The dark web (also known as the deep, invisible and hidden web) with its veil of anonymity has been associated with crimes such as drug dealing, child pornography and credit card fraud.
This dire reputation is difficult to confirm through research, as criminal sites can only be accessed legally by law enforcement officers conducting an investigation.
But a recent study led by Monash University PhD candidate Janis Dalins – who also happens to be an Australian Federal Police (AFP) officer – has been able to shed light on the actual activity going on in the dark web’s shadowy realms.
Dalins’ main academic supervisor, Dr Campbell Wilson, told create digital the PhD research was not originally focused on law enforcement, but Dalins’ policing background offered a unique opportunity to develop tools to improve community safety online.
“It became clear over time that we could bring Janis’ experience in law enforcement together with research, particularly in machine learning,” Wilson said.
Motivation is important
So far, policing of the dark web has been done the old fashioned way: agents access and investigate sites manually.
AI tools with machine learning capability have the potential to make the AFP’s job easier. Wilson explained the research team’s aim was to develop a classification system to train algorithms to target illegal material, rather than legitimate uses of anonymous browsing.
In particular, they hoped to draw out not just what kind of material the sites were hosting, but why. For example, whether they were set up for sales, advocacy, file sharing or discussion.
“It’s not just about what was out there, but how it is being used. Motivation is important to law enforcement,” Wilson said.
Sites on the dark web can only be accessed with specialised software that hides the user’s identity. For his research, Dalins used The Onion Router (Tor), which was developed in 2002 as a tool to protect online privacy.
Tor works by using a minimum of three layers of encryption to hide the user’s IP address. It relays web traffic via a series of three computers selected from a global volunteer network that remove one ‘onion’ layer each before sending data to the next point.

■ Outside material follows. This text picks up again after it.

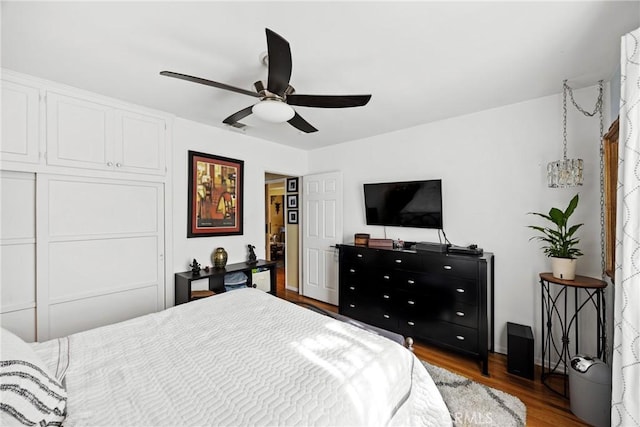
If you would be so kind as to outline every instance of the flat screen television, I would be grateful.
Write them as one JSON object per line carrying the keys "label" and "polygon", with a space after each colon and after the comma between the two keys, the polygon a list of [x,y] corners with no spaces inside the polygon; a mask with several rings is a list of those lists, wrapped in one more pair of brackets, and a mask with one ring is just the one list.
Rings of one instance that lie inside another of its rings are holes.
{"label": "flat screen television", "polygon": [[442,228],[442,180],[364,184],[367,225]]}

With permission from the federal justice minister, the researchers developed a randomised web crawler that used Tor to access more than 232,000 anonymous pages. Dalins manually classified more than 4000 of these pages according to content and use.
Not just dirty dealing
The press coverage of illicit uses of the dark web have earned it a bad name as a virtual den of thieves – and worse. But while the researchers found content associated with financial dirty dealing, narcotics and illegal pornography, they also uncovered material they described as “downright banal”.
Nearly 40 per cent of the pages analysed were legitimate. When added to content that was unclear in its intent, it’s likely that over half of the material analysed would not be of interest to law enforcement officials.

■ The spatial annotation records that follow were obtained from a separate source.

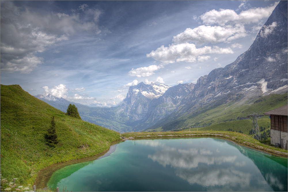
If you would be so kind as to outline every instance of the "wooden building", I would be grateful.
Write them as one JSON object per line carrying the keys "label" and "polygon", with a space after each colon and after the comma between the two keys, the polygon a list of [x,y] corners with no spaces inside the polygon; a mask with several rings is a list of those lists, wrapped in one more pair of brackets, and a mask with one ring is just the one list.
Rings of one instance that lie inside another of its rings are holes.
{"label": "wooden building", "polygon": [[288,105],[263,113],[270,116],[271,144],[287,149],[288,143]]}

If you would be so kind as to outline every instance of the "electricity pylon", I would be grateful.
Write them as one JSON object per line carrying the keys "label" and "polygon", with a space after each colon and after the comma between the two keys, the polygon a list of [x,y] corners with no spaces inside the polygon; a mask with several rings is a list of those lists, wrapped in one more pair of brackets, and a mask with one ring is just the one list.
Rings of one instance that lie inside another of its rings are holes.
{"label": "electricity pylon", "polygon": [[258,126],[258,118],[259,117],[263,116],[260,115],[261,111],[250,111],[250,114],[247,113],[248,115],[246,118],[250,117],[252,120],[252,137],[254,139],[260,140],[260,132],[259,131],[259,126]]}

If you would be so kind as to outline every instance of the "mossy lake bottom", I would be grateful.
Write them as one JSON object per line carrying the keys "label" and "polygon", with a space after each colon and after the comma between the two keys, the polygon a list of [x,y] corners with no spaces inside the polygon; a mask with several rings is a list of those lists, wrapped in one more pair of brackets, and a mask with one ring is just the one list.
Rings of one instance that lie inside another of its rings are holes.
{"label": "mossy lake bottom", "polygon": [[287,191],[287,159],[213,138],[126,140],[54,172],[68,191]]}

Of the illegal material, the most frequently encountered category was financial crime, at 16 per cent of the pages accessed. Of these sites, 95 per cent offered products and services for sale, including bitcoin laundering sites and exchanges. Stolen credit cards, bank account details and gift cards were also on offer.
Wilson was unable to comment on whether any investigations or arrests have arisen from the findings of the study, but confirmed the researchers have applied for funding for the next stage of research.
The follow-up study will focus on applying the classification system to train machine learning algorithms that could be used by police to weed out crime on the dark web and other online platforms in the future.
“Essentially what we are doing is laying the foundations for the effective use of machine learning in law enforcement,” Wilson said.